Iditarod Red Lantern winner is ...

With 65 mushers across the finish line and the Iditarod Trail Sled Dog Race banquet looming on Sunday, perhaps the last thing to be settled is the red lantern winner.

Deborah Bicknell of Auke Bay was the leading candidate Saturday afternoon. Bicknell, a 62-year-old rookie left Koyuk for Elim Saturday morning.

Three other rookies -- Liz Parrish of Klamath Falls, Ore., Molly Yazwinski of Fairbanks and Martin Koenig of Seeley Lake, Mont. -- were together in Elim on Saturday.

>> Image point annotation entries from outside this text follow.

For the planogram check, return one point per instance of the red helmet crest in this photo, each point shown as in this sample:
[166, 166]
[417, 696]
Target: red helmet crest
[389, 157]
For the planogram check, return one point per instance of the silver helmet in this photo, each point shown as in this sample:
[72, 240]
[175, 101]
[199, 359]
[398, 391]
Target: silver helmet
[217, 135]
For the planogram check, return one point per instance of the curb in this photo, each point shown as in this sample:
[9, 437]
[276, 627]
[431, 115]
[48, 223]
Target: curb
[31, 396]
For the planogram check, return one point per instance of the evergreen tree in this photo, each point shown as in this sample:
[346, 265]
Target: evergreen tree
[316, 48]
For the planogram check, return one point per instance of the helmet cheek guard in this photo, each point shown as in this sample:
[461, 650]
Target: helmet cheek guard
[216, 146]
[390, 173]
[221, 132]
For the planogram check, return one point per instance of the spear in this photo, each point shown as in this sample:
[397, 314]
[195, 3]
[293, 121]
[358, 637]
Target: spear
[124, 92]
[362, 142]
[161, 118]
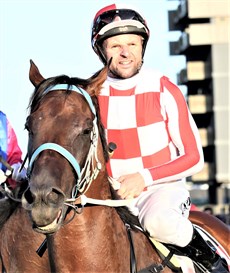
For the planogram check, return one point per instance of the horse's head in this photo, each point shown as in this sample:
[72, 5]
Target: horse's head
[65, 149]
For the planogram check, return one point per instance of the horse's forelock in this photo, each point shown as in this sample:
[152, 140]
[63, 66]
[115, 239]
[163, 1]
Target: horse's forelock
[91, 85]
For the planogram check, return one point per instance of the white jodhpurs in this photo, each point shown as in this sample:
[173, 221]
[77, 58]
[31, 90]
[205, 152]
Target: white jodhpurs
[163, 211]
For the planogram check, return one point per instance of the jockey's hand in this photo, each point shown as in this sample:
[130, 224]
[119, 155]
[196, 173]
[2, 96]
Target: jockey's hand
[16, 175]
[132, 185]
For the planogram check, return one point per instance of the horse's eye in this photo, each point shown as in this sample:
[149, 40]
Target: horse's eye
[86, 131]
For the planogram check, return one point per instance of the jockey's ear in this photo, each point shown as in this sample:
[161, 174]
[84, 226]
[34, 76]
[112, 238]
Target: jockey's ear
[34, 75]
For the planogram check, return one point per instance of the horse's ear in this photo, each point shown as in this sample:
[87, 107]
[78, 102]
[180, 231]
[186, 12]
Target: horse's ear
[34, 75]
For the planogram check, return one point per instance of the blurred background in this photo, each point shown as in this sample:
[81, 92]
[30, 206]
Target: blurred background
[189, 43]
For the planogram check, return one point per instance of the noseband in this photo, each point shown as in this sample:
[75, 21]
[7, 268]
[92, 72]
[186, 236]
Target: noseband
[89, 172]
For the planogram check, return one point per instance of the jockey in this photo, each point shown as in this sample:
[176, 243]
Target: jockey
[10, 153]
[158, 142]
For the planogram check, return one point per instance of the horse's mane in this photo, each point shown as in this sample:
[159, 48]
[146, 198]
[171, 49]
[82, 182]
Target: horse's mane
[92, 85]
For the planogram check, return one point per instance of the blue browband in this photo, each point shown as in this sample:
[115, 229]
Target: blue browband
[54, 146]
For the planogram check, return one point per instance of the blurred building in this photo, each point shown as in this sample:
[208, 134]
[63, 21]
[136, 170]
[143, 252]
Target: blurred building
[205, 43]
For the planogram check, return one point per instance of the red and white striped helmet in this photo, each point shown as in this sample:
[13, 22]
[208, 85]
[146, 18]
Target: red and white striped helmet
[105, 25]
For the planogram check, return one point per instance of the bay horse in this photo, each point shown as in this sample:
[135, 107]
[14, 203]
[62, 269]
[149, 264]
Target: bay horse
[69, 205]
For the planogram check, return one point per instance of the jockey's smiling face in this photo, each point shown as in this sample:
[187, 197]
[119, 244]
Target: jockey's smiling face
[126, 53]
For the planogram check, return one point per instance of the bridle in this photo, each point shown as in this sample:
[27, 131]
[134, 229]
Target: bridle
[92, 166]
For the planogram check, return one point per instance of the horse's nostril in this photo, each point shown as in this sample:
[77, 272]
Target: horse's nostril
[56, 196]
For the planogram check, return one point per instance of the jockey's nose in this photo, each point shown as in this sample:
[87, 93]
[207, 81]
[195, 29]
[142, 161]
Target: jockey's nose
[125, 50]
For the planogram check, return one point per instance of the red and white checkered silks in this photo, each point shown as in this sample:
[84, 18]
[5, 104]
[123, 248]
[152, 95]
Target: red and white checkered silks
[148, 119]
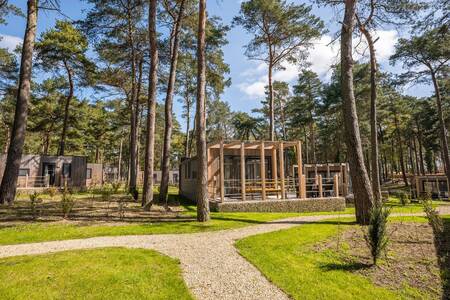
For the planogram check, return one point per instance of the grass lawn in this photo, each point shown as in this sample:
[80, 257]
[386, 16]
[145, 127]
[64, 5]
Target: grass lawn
[109, 273]
[289, 260]
[184, 222]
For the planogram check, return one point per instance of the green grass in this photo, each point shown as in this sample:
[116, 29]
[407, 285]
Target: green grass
[288, 259]
[40, 232]
[110, 273]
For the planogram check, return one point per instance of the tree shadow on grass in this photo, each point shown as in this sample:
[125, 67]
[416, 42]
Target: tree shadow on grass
[345, 266]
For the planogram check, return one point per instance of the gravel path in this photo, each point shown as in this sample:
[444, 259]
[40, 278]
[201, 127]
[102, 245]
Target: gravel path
[211, 265]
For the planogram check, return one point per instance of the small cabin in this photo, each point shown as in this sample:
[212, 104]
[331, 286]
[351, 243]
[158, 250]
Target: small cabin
[42, 171]
[258, 170]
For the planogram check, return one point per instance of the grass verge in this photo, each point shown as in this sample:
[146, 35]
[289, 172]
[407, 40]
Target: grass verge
[288, 259]
[109, 273]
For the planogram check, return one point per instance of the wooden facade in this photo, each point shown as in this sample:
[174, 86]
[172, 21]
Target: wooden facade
[434, 185]
[46, 171]
[259, 170]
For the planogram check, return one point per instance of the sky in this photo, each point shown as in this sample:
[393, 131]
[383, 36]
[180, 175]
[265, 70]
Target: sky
[248, 77]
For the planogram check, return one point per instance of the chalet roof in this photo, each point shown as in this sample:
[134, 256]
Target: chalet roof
[268, 145]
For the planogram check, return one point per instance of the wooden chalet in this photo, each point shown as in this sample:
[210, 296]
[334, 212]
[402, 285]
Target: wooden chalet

Elim is about 95 miles from Nome, but all mushers take a mandatory eight-hour layover in White Mountain before the last stretch of trail.

Dave Straub holds the record for the fastest red lantern time of 14 days, 5 hours, 38 minutes -- set in 2002. The slowest ever is one of those Iditarod records that will never be broken -- John Schultz's time of 32 days, 5 hours, 19 minutes in the inaugural Iditarod of 1973.

Rookie Deltour takes all 16 dogs to Nome

Rookie Sam Deltour of Belgium crossed the finish line Saturday morning with the 16 dogs he left Willow with still in harness.

So far, he's the only musher in this year's Iditarod to finish with all his dogs. Runner-up Jeff King of Denali Park had 16 into White Mountain but dropped two animals there.

Deltour, 22, finished 12 days, 17 hours, 50 minutes behind one of Mitch Seavey's puppy teams.